Damit kommen die beiden Chefs auf rund 24 000 Euro pro Monat. Wie alle Bundestagsabgeordneten bekommen sie außerdem eine steuerfreie monatliche Kostenpauschale von gut 5300 Euro für Kosten zur Ausübung des Mandats, wie die Miete des Wahlkreisbüros, Material, Taxifahrten, Hotelkosten oder die Unterkunft in Berlin. Die Aufstockung sei Teil des Finanzplans der Fraktion für diese Legislaturperiode, dem die Fraktion am vergangenen Dienstag einstimmig zugestimmt habe, hieß es.

Begründet wird die Erhöhung laut t-online mit einer „signifikant erhöhten Arbeitsbelastung“, dem Ziel, Anfeindungen und Bedrohungen zu kompensieren sowie mit der gestiegenen Größe der AfD-Fraktion im Bundestag. Innerhalb der Fraktion habe die Erhöhung aber dennoch Ärger ausgelöst, so das Portal. Auch dem Rest des zwölfköpfigen Fraktionsvorstands sei die Zulage von 25 auf 50 Prozent verdoppelt worden. Die stellvertretenden Fraktionschefs und Parlamentarischen Geschäftsführer bekämen nun rund 6000 Euro pro Monat zusätzlich zur Abgeordnetendiät.

In der Opposition im Bundestag sei die AfD mit ihren Zulagen nun Spitzenreiter. Bei den Grünen sind Zulagen für den Fraktionsvorstand zwischen 20 und 50 Prozent vorgesehen, die Linke zahlt seit dieser Legislaturperiode überhaupt keine Zulagen mehr an die Fraktionsführung. Die Regierungsfraktionen der Union und der SPD veröffentlichen die Höhe der Zulagen einzelner Amtsträger nicht.

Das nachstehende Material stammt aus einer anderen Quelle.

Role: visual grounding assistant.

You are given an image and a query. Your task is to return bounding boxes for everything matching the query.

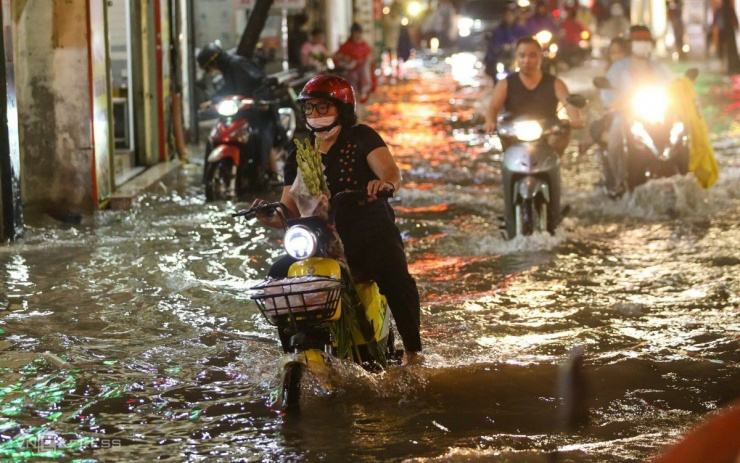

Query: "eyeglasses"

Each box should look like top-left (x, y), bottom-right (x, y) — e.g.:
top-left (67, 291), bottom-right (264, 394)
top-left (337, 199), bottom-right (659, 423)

Die Bundestagsfraktionen erhalten ihr Geld laut Abgeordnetengesetz aus dem Bundeshaushalt. In diesem Jahr sind dafür für alle Fraktionen zusammen rund 123 Millionen Euro veranschlagt.

Dominik Fürst

Linken-Chefin: Klöckner ist nicht neutral 

Die Linke übt grundsätzliche Kritik an der Amtsführung von Bundestagspräsidentin Julia Klöckner (CDU). Diese habe „in den letzten Wochen immer wieder gezeigt, dass sie nicht neutral als Bundestagspräsidentin agiert, sondern immer wieder auch politische Entscheidungen trifft“, sagte Linken-Chefin Ines Schwerdtner in Berlin.

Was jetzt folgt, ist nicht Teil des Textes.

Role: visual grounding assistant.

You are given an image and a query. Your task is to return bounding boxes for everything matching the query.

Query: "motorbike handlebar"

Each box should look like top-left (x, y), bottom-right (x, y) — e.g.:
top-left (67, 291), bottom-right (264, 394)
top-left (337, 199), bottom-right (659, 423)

Klöckner lasse Anträge der Opposition nicht durch. Gemeint ist eine parlamentarische Anfrage der Grünen zum Kauf von Corona-Masken durch den damaligen Bundesgesundheitsminister Jens Spahn (CDU). Die Grünen hatten sich bei Klöckner beklagt, dass die Bundestagsverwaltung die Anfrage nicht an die Bundesregierung weitergeleitet habe.

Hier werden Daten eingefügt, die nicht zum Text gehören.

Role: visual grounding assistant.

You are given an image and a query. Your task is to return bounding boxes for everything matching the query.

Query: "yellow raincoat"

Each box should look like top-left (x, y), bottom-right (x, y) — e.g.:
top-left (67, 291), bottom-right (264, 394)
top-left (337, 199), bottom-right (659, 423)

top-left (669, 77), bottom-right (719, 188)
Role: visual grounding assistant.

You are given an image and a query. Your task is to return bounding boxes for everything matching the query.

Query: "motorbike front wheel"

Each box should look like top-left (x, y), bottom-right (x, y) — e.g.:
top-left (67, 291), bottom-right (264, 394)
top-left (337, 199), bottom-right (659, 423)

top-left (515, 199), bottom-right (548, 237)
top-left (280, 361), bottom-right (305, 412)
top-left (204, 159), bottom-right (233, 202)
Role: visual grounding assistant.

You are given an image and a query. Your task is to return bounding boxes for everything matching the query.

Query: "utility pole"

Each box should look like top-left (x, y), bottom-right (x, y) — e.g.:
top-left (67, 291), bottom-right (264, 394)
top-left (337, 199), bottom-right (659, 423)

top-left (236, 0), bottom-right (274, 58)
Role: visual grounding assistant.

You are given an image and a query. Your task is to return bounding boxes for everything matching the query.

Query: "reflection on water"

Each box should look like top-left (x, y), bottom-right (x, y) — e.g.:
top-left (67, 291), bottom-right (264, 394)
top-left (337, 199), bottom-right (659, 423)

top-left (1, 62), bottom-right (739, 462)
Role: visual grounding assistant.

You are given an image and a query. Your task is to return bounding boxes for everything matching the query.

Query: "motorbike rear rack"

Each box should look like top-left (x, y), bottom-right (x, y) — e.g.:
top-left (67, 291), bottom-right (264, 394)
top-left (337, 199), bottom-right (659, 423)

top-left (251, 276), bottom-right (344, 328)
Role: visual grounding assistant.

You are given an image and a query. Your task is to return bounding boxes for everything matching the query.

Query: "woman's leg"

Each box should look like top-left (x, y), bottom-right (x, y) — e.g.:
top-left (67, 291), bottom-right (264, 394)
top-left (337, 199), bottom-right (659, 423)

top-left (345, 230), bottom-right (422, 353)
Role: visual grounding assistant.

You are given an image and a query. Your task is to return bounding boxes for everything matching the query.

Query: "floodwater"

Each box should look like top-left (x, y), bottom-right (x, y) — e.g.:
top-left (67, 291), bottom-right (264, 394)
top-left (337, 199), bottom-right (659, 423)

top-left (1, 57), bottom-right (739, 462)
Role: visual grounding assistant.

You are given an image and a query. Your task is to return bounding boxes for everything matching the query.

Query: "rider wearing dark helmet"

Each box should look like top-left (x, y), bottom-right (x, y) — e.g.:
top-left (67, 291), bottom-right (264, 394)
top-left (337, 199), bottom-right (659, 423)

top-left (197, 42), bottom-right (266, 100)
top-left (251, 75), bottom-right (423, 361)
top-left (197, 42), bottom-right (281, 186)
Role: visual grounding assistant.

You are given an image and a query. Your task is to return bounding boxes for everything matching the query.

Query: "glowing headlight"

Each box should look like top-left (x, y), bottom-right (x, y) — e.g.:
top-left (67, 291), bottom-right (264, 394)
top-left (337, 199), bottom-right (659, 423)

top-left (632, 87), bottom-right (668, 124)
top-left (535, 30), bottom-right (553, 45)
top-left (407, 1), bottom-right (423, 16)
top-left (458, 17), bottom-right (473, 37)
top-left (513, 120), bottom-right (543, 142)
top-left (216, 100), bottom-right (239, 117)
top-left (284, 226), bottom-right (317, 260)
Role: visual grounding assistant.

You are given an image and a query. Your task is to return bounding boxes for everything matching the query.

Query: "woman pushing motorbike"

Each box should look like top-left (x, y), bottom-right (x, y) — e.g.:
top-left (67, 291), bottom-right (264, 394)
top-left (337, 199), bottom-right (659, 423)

Schwerdtner monierte auch, Klöckner habe das Hissen der Pride-Flagge vor dem Bundestag verboten. „(Es gab) viele politische Entscheidungen, wo wir sagen würden, dass sie parteipolitisch agiert und eben nicht neutral als Bundestagspräsidentin.“

Auch von SPD und Grünen kommt Kritik an Klöckners Entscheidung, zum Christopher Street Day nicht wie in Vorjahren die Regenbogenflagge am Parlament aufzuziehen. Einzelne Linke gerieten zuletzt im Plenum mit Klöckner aneinander, wie der Abgeordnete Marcel Bauer wegen einer Basken-Mütze und die Abgeordnete Cansin Köktürk wegen eines T-Shirts mit der Aufschrift „Palestine“. Beide mussten den Saal verlassen.

Kassian Stroh

Merkel hält Zurückweisungen für rechtswidrig, Kanzleramtschef widerspricht

Altkanzlerin Angela Merkel hat sich von der Praxis des unionsgeführten Innenministeriums distanziert, bei Grenzkontrollen Asylsuchende zurückweisen zu lassen. „Wenn jemand hier an der deutschen Grenze sagt ‚Asyl‘, dann muss er erst mal ein Verfahren bekommen. Meinetwegen direkt an der Grenze, aber ein Verfahren“, sagte die Christdemokratin bei einem Treffen mit ehemaligen Flüchtlingen. „So habe ich das europäische Recht verstanden.“ 

Das Treffen wurde vom WDR organisiert und gefilmt. Aus der Sendung „10 Jahre danach: Geflüchtete im Gespräch mit Angela Merkel“ zeigte das ARD-„Morgenmagazin“ bereits Ausschnitte. Ähnlich wie Merkel hat auch das Verwaltungsgericht Berlin geurteilt: Es erklärte in einem konkreten Fall dreier aus Polen eingereister Somalier deren Zurückweisung bei einer Kontrolle am ersten Bahnhof hinter der Grenze für rechtswidrig. Das Innenministerium von Alexander Dobrindt (CSU) wertet das jedoch als Einzelfallentscheidung und hält an der Praxis fest.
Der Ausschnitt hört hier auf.